The main advantage of trading using opposite Agro Tech and Indian Oil positions is that it hedges away some unsystematic risk. Because of two separate transactions, even if Agro Tech position performs unexpectedly, Indian Oil can make up some of the losses. Pair trading also minimizes risk from directional movements in the market. For example, if an entire industry or sector drops because of unexpected headlines, the short position in Indian Oil will offset losses from the drop in Indian Oil's long position.
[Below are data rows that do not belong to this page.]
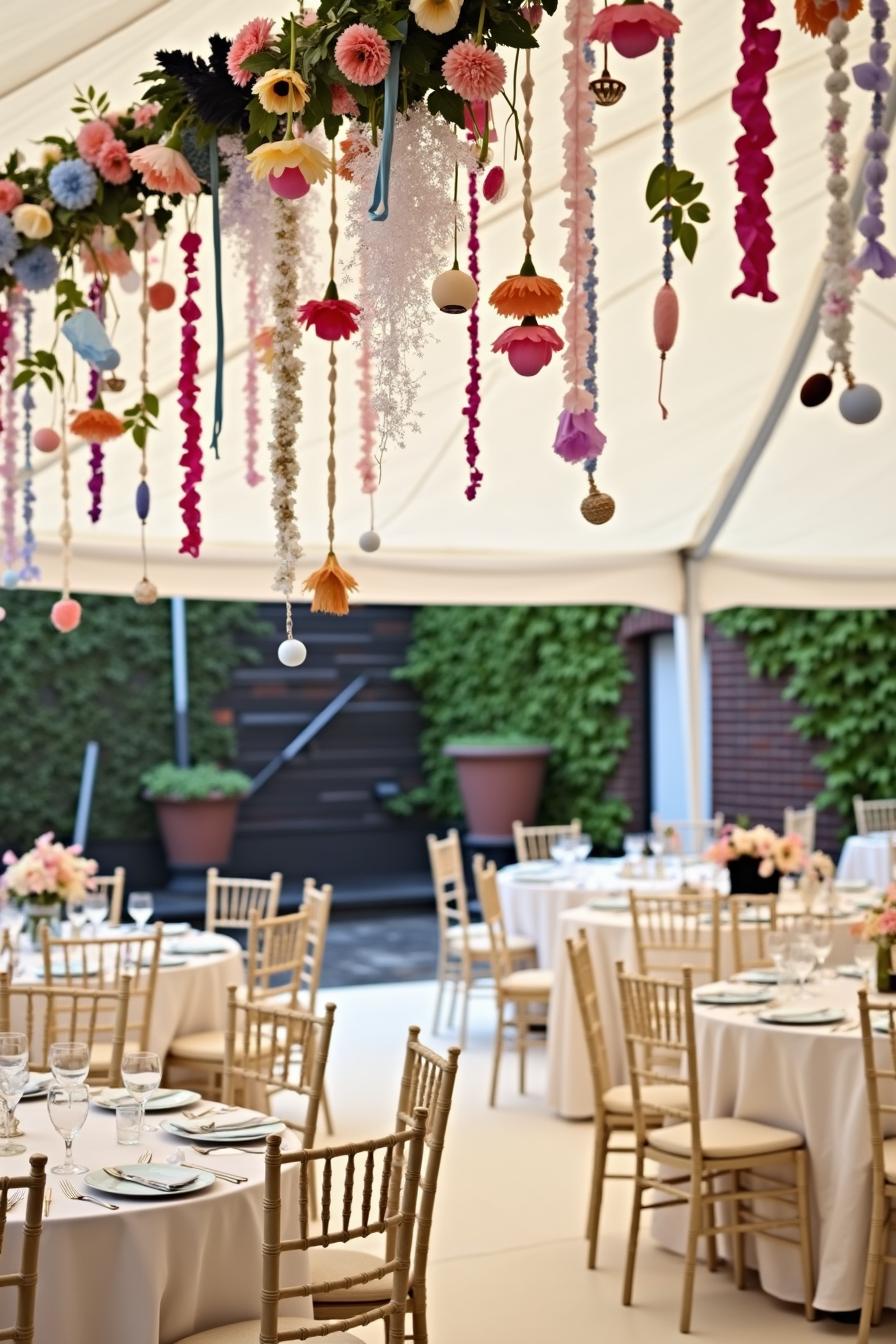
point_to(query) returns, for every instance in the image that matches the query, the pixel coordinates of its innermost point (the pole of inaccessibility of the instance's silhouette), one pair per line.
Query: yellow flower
(281, 92)
(288, 153)
(32, 221)
(435, 15)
The idea behind Agro Tech Foods and Indian Oil pairs trading is to make the combined position market-neutral, meaning the overall market's direction will not affect its win or loss (or potential downside or upside). This can be achieved by designing a pairs trade with two highly correlated stocks or equities that operate in a similar space or sector, making it possible to obtain profits through simple and relatively low-risk investment.
Check out your portfolio center.
Note that this page's information should be used as a complementary analysis to find the right mix of equity instruments to add to your existing portfolios or create a brand new portfolio. You can also try the Portfolio Holdings module to check your current holdings and cash postion to detemine if your portfolio needs rebalancing.